If defended by military means, however, the particular sites might also attract attacks or lead to an escalation of hostilities. Indeed, military forces that are enforcing a safe zone would likely become a new actor in the armed conflict and thus targetable under IHL. Further, armed actors could try to establish a safe haven inside the zone, using it to launch offensive attacks on parties outside the zone. In both instances, the “civilian character” of the zone would be undermined, and the zone could risk becoming a magnet for attack.
Civilians should still have the possibility to flee from hostilities.
If policymakers decide to create a safe zone – whether through agreements or military force – the objective should be to protect civilians. A safe zone should not be created to prevent civilians from fleeing hostilities or persecution.
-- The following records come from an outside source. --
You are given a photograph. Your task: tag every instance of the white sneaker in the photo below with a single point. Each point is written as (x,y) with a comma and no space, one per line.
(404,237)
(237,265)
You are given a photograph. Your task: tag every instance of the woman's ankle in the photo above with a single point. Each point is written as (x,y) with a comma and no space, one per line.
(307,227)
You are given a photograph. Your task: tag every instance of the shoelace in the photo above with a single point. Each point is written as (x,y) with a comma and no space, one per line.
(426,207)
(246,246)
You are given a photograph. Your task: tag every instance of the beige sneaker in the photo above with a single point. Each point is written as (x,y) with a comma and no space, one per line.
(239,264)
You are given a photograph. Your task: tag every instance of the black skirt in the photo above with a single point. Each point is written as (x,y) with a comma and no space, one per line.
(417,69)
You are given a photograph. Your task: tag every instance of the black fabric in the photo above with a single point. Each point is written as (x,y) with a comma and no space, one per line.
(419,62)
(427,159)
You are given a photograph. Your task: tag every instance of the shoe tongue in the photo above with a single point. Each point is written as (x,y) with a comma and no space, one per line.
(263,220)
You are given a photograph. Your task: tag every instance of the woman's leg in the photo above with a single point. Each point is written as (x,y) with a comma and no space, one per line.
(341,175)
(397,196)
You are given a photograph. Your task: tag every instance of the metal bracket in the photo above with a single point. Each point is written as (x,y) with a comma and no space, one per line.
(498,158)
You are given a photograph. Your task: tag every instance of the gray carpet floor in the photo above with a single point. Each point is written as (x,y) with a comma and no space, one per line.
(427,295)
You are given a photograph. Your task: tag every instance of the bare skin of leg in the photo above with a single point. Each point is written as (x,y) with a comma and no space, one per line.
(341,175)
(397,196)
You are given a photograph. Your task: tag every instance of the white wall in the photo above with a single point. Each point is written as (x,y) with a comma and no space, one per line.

In a deadly war like the one in Syria, where there is hardly a safe place and where the frontlines shift all the time, people should be able to escape from the fighting. Safe zones should also not be misused as a justification by neighboring or other states to tighten borders, and reject civilians seeking refuge outside their country. Civilians must still have options to flee their country, and seek asylum.
A safe zone is no substitute for compliance with international humanitarian law.
History has shown that safe zones and no-fly zones are fraught with risks. At best, these types of interventions may bring short term protection and relief to civilians at grave risk – which is obviously laudable. At worst, declaring an area safe without clear guarantees from all parties to a conflict, or without the requisite military force, can lead to devastating humanitarian consequences.
What’s more, a party that is determined to target civilians or block relief may soon find other ways to achieve their goals. In practice, safe zones are often proposed when the parties to a respective armed conflict fail to respect the basic tenets of IHL. In such instances, influential states should invest their political capital in a strategy to ensure better respect for the rules of IHL. Without a change in the calculus of the parties to the conflict, civilians may still be at grave risk, even after the creation of safe zones meant to protect them.